As Yan sticks with baking club, despite her anxiety telling her not to, she soon realizes that all of the others seem to have issues of their own, and all seem to gather some much-needed community and strength from the club. Things come to a head when Geraint, who has been posing as a baker, admits that though he works in a bakery, he just sweeps up and runs errands, rather than doing any real baking. His bakery is having a contest though, and whoever comes up with the best bread will have it sold in the shop. The club rallies to come up with the perfect recipe and bake it with him, resulting in the title baked good: Turtle Bread.

Meanwhile, Yan’s life changes for the better, as is shown in a long, silent sequence of panels—panels which do such a good job of telling the story that words would be superfluous—in which she gets a job at a bakery and even starts a relationship with a cute co-worker.

Her anxiety eventually sabotages things for her though, and she begins to spiral out of control when Bea leaves a mysterious note and suddenly leaves town…and the baking club dissolves in its leader’s absence.
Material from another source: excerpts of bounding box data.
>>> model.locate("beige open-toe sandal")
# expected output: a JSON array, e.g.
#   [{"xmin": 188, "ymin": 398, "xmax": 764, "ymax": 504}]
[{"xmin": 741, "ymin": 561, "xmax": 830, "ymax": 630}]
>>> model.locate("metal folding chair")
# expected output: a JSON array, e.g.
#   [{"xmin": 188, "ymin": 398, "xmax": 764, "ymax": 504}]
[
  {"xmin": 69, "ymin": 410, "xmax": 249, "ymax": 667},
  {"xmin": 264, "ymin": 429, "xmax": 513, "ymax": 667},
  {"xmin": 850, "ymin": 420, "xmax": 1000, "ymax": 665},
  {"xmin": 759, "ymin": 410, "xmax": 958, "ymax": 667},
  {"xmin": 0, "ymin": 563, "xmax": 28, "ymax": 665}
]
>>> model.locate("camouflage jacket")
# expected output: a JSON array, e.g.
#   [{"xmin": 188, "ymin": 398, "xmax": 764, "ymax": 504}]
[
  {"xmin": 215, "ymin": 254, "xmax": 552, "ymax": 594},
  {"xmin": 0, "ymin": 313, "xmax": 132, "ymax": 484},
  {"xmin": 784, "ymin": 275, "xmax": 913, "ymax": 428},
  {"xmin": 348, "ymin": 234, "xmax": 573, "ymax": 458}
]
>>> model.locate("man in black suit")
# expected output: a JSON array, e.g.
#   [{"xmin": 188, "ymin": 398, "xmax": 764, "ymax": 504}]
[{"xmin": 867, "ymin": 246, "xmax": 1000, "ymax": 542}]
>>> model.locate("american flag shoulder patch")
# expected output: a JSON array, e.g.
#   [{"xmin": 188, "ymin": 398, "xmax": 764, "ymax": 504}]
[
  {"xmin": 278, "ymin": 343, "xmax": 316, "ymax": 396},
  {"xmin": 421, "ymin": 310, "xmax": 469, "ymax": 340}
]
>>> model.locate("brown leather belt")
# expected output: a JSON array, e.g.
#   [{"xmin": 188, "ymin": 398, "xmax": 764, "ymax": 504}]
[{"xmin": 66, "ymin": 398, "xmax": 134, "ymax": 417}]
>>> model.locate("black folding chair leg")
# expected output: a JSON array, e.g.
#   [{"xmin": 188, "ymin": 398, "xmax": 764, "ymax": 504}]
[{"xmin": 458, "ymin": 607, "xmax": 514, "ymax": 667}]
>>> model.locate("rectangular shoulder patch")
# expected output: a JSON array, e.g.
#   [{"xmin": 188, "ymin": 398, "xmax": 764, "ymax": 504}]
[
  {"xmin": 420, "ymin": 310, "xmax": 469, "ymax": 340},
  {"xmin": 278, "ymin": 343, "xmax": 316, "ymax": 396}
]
Yan will have to use her newfound strength to figure out what’s really going on, and maybe even save baking club…and, through it, herself and her friends.

Though this is Kim-Joy’s first graphic novel, it doesn’t read like the work of an amateur at all, and is a quite thoroughly polished YA read, one in which the character’s struggles with mental illness are foregrounded, with baking providing texture and a bit of world-building rather than being the focus of the story.


It may also inspire young readers to try their hands at baking; I know I certainly wanted to try turtle bread after reading this.